Brown-vs-Board 2: Resegregation
It’s Wednesday morning at Birmingham’s Central Park Elementary and the third graders are learning about descriptive writing. The kids work diligently on their stories, sharing them anxiously with their classmates.
The teacher has written a list of descriptive words on the chalkboard. All around the room, brightly-colored education posters encourage kids to study, to eat well, to follow the rules. But look closer and the room shows its age. The tiles on the floor are cracked and there aren’t any computers, except the teachers. There’s one other thing you notice. Every student is black. Every single one! No white students, no Asians, no latinos. 50 years after Brown-versus-Board of Education TWO, many urban schools like Central Park Elementary are again segregated. U.S. Congressman Artur Davis remembers giving a Martin Luther King Day speech at a local high school.
“I got to the point in the speech where I was beginning to talk about King’s belief in integration and his belief in one community, and it occurred to me as I was saying that in this public school in a racially mixed city, there was not a single white student in the auditorium.”
“The segregation that we see now is different.”
Michael Froning has been a classroom teacher for more than three decades. He’s currently dean of the University of Alabama at Birmingham School of Education.
“In the old days African American students could not go to schools that were predominately white – by law – now those same schools are still segregated, but they’re segregated more by out choices of where we live, whom we want to live with.”
And that’s a tougher nut to crack, observers say, because you can’t legislate where people can live. In the 1970’s, Birmingham’s white residents started moving en masse to the suburbs. Very quickly those school districts started outpacing Birmingham on standardized test scores and graduation rates. Ronald Jackson took notice and started a group called Citizens for Better Schools, which has watched in frustration as Birmingham City Schools have re-segregated. In 1984, the district achieved “unitary status”, meaning it had satisfied the court order to desegregate, but today, the student population of Birmingham city schools is 95% African American. And, says Ronald Jackson, there’s another troubling trend.
“You have black middle class flight from Birmingham city schools. So we have this double barrel effect that we believe is the vestage of Jim Crow segregation in our schools.”
As more black professionals leave the urban core, in search of better schools for their own kids, the city’s tax base goes down and there’s less money for public education. It’s a vicious cycle, says Lawrence Pijeaux, Director of the Birmingham Civil Rights Institute, and it’s not going to change until whites and upwardly mobile blacks recognize it’s a problem for everyone — not just the nation’s urban core.
“For youngsters who find themselves in school districts that may have limited resources you reduce the probability of those young people reaching their full potential. And if we don?t have all of our young people reaching their potential then we find ourselves years later supporting all those young people.”

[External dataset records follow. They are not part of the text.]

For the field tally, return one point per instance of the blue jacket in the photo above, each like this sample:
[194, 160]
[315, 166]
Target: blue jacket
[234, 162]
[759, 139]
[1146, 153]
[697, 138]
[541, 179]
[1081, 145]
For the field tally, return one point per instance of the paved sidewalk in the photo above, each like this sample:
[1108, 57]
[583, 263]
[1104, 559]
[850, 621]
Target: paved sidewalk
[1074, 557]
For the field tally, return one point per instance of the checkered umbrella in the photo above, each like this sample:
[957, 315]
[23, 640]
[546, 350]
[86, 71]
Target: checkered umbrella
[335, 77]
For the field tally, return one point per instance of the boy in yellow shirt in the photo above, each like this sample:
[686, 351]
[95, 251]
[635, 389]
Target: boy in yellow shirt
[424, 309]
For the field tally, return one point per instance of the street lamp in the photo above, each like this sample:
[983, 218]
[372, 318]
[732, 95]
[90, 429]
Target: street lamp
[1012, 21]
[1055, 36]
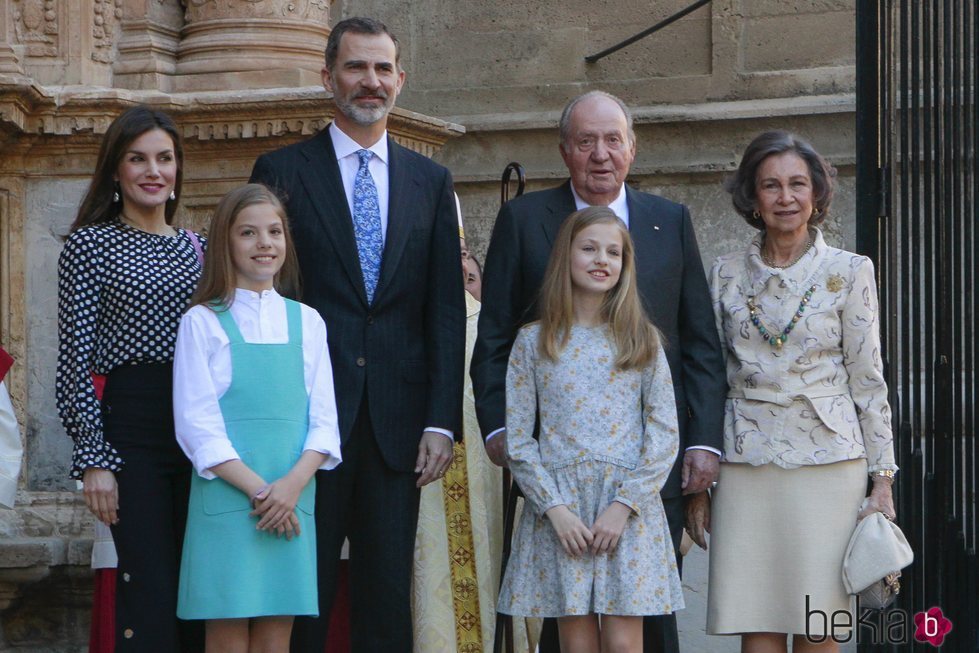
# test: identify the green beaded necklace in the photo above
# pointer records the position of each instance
(778, 340)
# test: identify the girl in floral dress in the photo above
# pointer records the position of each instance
(592, 374)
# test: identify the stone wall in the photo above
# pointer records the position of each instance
(700, 89)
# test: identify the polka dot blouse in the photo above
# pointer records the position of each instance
(121, 293)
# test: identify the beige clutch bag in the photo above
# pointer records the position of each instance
(874, 558)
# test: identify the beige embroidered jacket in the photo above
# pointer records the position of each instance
(821, 397)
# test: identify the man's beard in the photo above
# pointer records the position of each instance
(361, 115)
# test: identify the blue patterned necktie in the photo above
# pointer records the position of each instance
(367, 225)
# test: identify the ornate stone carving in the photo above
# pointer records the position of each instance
(36, 26)
(258, 37)
(314, 10)
(106, 14)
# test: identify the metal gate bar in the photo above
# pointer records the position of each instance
(916, 218)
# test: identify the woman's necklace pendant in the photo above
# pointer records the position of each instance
(777, 341)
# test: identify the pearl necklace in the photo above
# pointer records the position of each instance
(771, 263)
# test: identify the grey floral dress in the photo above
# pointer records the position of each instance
(605, 435)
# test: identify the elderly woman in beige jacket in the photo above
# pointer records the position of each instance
(807, 416)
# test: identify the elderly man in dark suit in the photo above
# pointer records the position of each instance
(377, 238)
(598, 146)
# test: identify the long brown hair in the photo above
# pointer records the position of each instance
(636, 339)
(98, 205)
(217, 285)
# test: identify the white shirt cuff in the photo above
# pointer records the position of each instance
(444, 432)
(495, 433)
(706, 448)
(211, 454)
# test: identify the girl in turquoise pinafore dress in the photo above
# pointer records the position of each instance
(255, 413)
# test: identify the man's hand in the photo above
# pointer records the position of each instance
(496, 448)
(434, 457)
(698, 517)
(574, 535)
(700, 469)
(101, 494)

Again, Congressman Artur Davis.
“As the schools have become re-segregated you’re seeing a greater funding gap than ever between predominately black systems and predominately white systems and you’re increasingly seeing a lack of willingness in the white community to vote for tax increases that they fear would affect schools that don’t serve their children.”
Congressman Davis says he hears a lot from his constituents about wanting quality schools, but surprisingly little about wanting more integrated education. It begs the question, 50 years post-Brown versus Board — is full integration still a worthy and desirable goal? Or are “separate but equal” schools okay?”
Horace Huntley teaches African American history at the University of Alabama at Birmingham.
“We have internalized this whole concept that black children, in order to learn, they must sit next to white children. Let’s not tell me that my child cannot learn if he’s not sitting next to a child of another race.”
Ronald Jackson, of Citizens for Better Schools, agrees that academically black and white kids do just fine separated, but socially and culturally, he says, there’s merit to integration. Jackson predicts a growing movement against re-segregation — with non-violent protests and perhaps even litigation.
“We must remind the federal judiciary that they have a solemn obligation to enforce the edicts of brown versus board of education and where they have sat over the last 25 years and not mandated that these local school districts comply with the law, then they are in dereliction of their oaths.”
“There’s no law that congress or the Alabama legislature could pass tomorrow that could integrate schools single handedly.”
Again, Congressman Artur Davis.
“I suppose you could get a set of courts that 20 years from now or 10 years now might say we might bus people, move people around to achieve integration. But if you haven’t built a political foundation for integration, those courts would be ignored or people would find some way around their commands.”
Ultimately, the success of desegregation lies in the hearts of people and the ability of politicians and activists to convince them they have a stake in the fortunes of people who aren?t like them economically or racially.